The citizens’ testimonies came during the third of five hearings the L.A. County Commission on Human Relations held as part of a countywide Policing and Human Relations Project.
“We’re here today, because we want to hear from all of you,” Commissioner Isabelle Gunning, Esq. told community members who gathered in the Jordan High School Auditorium on Dec. 3.
“We want to hear what your personal experiences have been with law enforcement. We want to hear what your suggestions are for increasing fairness and equity in policing. We want to hear your ideas for building and/or maintaining positive relationships between police and communities,” Gunning continued during her welcoming address.
She explained the commission’s role is fact-finding and making recommendations to County Supervisors and other agencies. Although they desired it, they lacked the authority to force any action,” Gunning stated.
“We’re really relying on all of you to take the kind of concern and interest that you’re embarking on this morning to continue to put the pressure on authorities about whatever recommendations that come from you through us to them,” Gunning continued.
Law students working in conjunction with the National Lawyers Guild were on hand to assist individuals with individual cases.
Before hearing the first speaker, Commissioner Dr. Melina Abdullah, also chair of the Pan African Studies Department at California State Long Beach and an organizer with Black Lives Matter Los Angeles, first acknowledged community anchor organizations for their efforts to organize the community hearings.
She said it was important law enforcement wasn’t invited, so the community would have a space to safely share their stories.
“We want to recognize that communities are experts in their own experiences. The goal is to collect your stories, collect your narratives, collect your experiences, to put them into the official record of what’s happening with policing in the County of Los Angeles, and also recognize that L.A. County does have its own record on policing that has not been as well documented as we’d like it to be,” Abdullah stated.
The first speaker said she hoped the day was the beginning of salvaging dignity for all. One problem in policing is the narrative or marketing tool that works against transparency, she said.
People are tasked to get transparency, because law enforcement can’t talk about cases or share personnel records, she noted.
She said she understands very much the need to keep personnel records private, but misconduct happens.
Alicia Morales, lead organizer with the Long Beach Immigrant Rights Coalition, spoke for herself and on behalf of the undocumented immigrant community.
She shared the conversation around the topic has changed lately, given the election of Donald Trump as president. She stated his “disgusting remarks of how he would deport millions upon millions of undocumented immigrants has questioned their safety and what lies ahead” for them.

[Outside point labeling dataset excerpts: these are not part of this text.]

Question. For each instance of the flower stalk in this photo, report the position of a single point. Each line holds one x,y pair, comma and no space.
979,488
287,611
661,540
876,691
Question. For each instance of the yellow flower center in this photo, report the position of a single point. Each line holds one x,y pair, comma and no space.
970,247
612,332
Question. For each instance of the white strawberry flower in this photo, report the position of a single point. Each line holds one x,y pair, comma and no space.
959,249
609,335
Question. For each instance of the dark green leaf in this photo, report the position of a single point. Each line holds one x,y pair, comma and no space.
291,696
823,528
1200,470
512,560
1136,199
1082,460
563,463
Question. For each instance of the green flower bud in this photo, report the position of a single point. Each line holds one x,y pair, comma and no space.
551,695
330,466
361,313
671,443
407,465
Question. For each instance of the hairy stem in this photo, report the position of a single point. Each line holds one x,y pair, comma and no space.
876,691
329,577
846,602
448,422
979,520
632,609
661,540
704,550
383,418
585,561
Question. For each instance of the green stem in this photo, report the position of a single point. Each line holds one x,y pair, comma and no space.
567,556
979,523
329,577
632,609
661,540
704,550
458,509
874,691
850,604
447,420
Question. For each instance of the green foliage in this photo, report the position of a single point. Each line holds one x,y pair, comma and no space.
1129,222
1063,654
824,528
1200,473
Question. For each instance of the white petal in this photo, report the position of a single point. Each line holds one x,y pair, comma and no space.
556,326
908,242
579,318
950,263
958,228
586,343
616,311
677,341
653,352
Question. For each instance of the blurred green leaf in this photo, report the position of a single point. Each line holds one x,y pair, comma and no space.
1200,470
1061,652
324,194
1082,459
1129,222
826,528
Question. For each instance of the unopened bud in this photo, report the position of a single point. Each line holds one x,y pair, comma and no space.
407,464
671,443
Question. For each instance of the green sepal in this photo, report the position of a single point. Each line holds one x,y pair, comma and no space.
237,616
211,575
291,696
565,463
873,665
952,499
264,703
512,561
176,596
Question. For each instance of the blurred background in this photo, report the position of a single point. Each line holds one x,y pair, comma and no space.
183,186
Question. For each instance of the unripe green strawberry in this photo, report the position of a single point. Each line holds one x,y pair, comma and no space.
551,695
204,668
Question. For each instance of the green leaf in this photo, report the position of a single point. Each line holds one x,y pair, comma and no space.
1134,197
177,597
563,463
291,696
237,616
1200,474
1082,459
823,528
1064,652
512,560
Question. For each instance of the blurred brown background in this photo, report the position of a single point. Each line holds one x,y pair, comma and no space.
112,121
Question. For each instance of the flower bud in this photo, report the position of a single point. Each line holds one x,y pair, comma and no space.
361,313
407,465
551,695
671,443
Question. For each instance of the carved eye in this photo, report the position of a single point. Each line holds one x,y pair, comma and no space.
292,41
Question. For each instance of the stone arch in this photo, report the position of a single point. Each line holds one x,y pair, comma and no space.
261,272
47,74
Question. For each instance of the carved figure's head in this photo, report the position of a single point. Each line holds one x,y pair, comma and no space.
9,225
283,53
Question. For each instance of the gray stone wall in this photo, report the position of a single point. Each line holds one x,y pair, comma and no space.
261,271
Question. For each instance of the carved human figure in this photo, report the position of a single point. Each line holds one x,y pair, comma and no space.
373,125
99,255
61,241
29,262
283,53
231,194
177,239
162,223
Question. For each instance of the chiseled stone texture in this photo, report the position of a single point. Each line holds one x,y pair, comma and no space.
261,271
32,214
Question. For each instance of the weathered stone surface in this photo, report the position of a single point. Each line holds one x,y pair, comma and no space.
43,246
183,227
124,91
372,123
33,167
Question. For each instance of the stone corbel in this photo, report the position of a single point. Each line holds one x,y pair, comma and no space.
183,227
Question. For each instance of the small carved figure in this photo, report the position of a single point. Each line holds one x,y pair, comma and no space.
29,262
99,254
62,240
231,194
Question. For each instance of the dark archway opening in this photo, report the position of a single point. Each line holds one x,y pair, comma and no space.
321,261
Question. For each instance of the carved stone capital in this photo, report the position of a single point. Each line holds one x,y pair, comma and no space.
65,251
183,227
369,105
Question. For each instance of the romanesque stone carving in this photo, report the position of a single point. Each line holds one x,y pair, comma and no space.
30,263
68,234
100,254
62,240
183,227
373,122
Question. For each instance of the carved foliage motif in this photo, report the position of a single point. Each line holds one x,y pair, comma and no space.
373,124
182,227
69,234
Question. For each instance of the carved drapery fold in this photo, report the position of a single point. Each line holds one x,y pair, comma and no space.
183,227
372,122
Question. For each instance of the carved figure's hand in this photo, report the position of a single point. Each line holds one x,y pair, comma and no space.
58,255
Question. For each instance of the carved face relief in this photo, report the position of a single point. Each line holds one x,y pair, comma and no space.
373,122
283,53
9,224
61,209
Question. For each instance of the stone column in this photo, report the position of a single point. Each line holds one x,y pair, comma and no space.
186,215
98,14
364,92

“It questions if we can continue to speak to law enforcement. It continues to question whether we can trust any kind of law enforcement, and it questions if we will be able to remain with our families in the next few months, and that’s something very frightening to think about,” Morales stated.
Dawn Modkins, an organizer who works with Black Lives Matter Long Beach and other efforts, spoke from the perspective of families impacted by police killings.

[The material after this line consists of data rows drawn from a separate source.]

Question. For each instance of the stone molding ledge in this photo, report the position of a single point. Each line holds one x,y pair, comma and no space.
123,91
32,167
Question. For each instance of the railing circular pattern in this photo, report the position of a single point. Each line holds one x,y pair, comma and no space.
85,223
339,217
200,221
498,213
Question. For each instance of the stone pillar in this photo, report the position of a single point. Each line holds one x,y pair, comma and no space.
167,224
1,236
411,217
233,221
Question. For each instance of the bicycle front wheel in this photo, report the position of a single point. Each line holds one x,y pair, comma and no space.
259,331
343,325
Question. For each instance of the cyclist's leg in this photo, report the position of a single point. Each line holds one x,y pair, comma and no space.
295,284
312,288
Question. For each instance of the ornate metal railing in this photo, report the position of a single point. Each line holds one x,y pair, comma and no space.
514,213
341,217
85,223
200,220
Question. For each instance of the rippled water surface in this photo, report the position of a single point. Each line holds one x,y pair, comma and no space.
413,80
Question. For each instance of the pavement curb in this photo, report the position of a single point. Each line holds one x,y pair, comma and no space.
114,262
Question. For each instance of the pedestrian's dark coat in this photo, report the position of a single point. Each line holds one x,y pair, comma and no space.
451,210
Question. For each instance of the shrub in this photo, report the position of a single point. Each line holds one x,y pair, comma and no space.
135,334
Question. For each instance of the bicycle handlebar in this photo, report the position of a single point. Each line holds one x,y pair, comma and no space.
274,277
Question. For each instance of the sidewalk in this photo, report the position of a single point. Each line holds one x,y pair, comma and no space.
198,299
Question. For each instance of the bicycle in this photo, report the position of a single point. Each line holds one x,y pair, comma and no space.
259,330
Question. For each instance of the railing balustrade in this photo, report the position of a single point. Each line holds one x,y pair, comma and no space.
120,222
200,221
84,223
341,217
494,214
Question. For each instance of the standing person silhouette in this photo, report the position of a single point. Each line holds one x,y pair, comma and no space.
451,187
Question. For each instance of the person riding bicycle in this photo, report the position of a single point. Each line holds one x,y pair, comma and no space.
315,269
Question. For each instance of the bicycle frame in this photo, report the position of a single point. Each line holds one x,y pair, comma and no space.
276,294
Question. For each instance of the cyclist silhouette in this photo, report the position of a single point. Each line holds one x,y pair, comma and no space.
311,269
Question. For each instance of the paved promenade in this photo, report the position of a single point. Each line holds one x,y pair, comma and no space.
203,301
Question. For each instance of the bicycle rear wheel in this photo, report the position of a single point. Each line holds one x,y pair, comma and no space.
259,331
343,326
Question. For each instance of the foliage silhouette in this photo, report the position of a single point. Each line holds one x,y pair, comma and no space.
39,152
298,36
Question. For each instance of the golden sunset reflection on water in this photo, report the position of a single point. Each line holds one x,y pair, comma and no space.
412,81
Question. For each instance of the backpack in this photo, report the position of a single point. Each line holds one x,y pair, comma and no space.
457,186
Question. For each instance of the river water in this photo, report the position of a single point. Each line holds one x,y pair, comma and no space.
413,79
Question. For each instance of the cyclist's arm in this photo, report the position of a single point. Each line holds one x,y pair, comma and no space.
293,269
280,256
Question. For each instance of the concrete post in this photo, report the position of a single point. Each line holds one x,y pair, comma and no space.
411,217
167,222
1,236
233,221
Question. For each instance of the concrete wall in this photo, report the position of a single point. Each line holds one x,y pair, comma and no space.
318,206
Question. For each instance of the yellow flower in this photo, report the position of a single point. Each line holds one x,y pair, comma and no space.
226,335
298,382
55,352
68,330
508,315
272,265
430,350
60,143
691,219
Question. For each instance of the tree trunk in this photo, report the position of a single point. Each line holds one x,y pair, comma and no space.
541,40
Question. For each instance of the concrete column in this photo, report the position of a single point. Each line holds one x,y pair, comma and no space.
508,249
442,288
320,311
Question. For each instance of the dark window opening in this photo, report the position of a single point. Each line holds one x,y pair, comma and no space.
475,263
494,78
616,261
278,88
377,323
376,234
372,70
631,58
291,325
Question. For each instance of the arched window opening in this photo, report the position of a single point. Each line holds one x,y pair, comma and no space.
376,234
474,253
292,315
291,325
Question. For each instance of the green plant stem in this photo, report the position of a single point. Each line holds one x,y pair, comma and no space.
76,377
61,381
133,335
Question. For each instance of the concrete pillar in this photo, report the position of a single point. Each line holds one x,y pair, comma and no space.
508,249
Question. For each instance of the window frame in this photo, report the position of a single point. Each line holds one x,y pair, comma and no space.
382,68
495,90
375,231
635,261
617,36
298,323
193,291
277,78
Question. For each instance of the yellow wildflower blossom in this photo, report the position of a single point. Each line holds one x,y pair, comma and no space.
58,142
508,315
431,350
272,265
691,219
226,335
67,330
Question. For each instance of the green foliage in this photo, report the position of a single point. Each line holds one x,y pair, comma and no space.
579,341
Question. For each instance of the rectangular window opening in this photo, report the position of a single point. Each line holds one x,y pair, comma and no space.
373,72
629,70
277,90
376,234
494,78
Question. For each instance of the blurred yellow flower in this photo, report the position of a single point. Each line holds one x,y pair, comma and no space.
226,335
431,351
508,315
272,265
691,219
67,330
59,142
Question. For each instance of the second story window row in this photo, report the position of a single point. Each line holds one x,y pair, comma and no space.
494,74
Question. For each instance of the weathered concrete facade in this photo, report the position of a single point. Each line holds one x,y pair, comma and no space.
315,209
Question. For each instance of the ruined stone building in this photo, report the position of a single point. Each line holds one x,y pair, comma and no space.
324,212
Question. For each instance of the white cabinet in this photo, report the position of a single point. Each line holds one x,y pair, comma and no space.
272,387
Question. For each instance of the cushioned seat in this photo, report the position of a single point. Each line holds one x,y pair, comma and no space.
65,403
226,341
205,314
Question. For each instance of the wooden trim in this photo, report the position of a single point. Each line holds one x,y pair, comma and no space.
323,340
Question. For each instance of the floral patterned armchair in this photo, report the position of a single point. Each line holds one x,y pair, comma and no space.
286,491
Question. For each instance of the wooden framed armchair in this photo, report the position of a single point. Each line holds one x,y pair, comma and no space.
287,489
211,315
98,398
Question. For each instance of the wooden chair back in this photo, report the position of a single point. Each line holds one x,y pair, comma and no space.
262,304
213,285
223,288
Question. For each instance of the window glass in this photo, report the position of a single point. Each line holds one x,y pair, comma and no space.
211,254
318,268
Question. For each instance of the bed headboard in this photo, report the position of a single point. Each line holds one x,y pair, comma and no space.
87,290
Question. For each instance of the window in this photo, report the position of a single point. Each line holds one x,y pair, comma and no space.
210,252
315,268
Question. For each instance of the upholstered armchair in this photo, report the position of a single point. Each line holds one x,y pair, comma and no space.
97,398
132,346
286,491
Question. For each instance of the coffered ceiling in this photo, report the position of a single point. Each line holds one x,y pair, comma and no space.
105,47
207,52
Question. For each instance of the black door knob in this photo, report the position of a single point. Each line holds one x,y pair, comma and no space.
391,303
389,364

As she called the names of police shooting victims and detailed the trauma their families suffer, the toll her work has taken on her own mind, body and soul became evident.

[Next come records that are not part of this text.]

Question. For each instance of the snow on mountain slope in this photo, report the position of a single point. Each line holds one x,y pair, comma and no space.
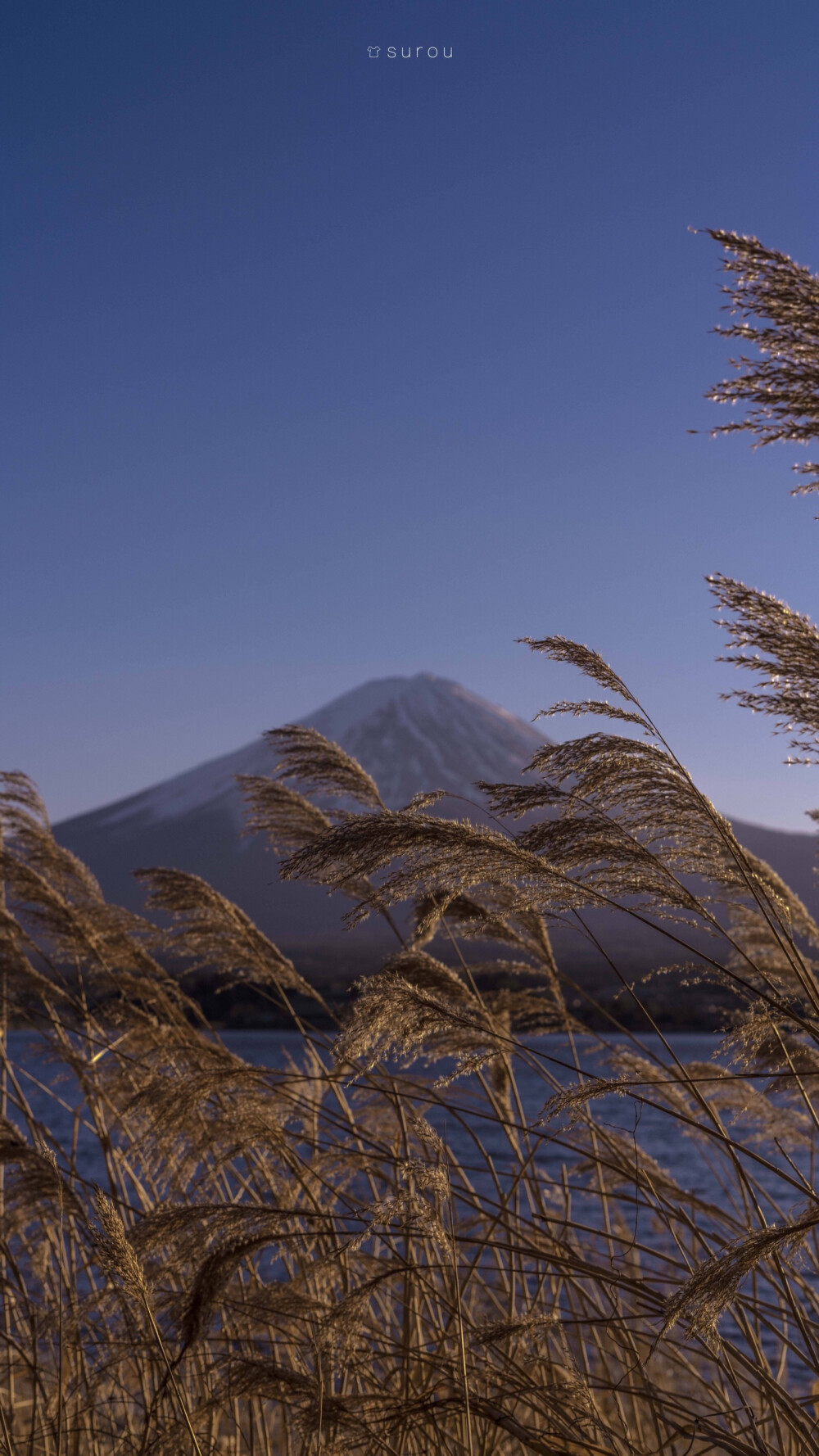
410,733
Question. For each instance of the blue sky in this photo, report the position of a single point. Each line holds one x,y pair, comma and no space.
321,367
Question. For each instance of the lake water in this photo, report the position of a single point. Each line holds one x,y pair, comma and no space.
54,1098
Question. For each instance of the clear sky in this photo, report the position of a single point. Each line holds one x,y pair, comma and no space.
321,367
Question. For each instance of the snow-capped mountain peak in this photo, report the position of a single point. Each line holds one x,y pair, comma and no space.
409,733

Through tears, Modkins continued to ensure her community’s experiences made it into the Commissioners’ record. She wanted the impact that being complacent as local government has on her entire community recorded, she said.
“They’re not just killing individuals, but the impact on their families, their immediate loved ones, the impact on their immediate communities, the financial impact on our local governments, and then just the psychological impact on our broader communities, they’re enormous,” Modkins said.
She recommended transformative justice by moving some of the exorbitant resources from police budgets to pay for more school counselors who would support, understand, and engage all challenges children have in schools.
“We don’t have that anymore … priorities shifted from prevention and really getting at what our youth challenges are to criminalizing and jailing them,” Modkins said.
Speaker-after-speaker detailed their stories of experiences with police misconduct, from allegations of illegal towing, harassment, unlawful detainment, and illegal surveillance, during the three-hour session.
The public hearings were announced in recognition of the 50th Anniversary of the 1965 Watts Rebellion and the strained relations between law enforcement and local communities that precipitated these events, according to county representatives.
The next hearing is scheduled for Jan. 28, 2017 at the Watts Labor Community Action Committee. The fifth will occur in the remaining Supervisorial District of L.A. County, in February, and a final hearing is planned in order to hear from law enforcement.
The results of the hearings will be compiled into a report complete with recommendations.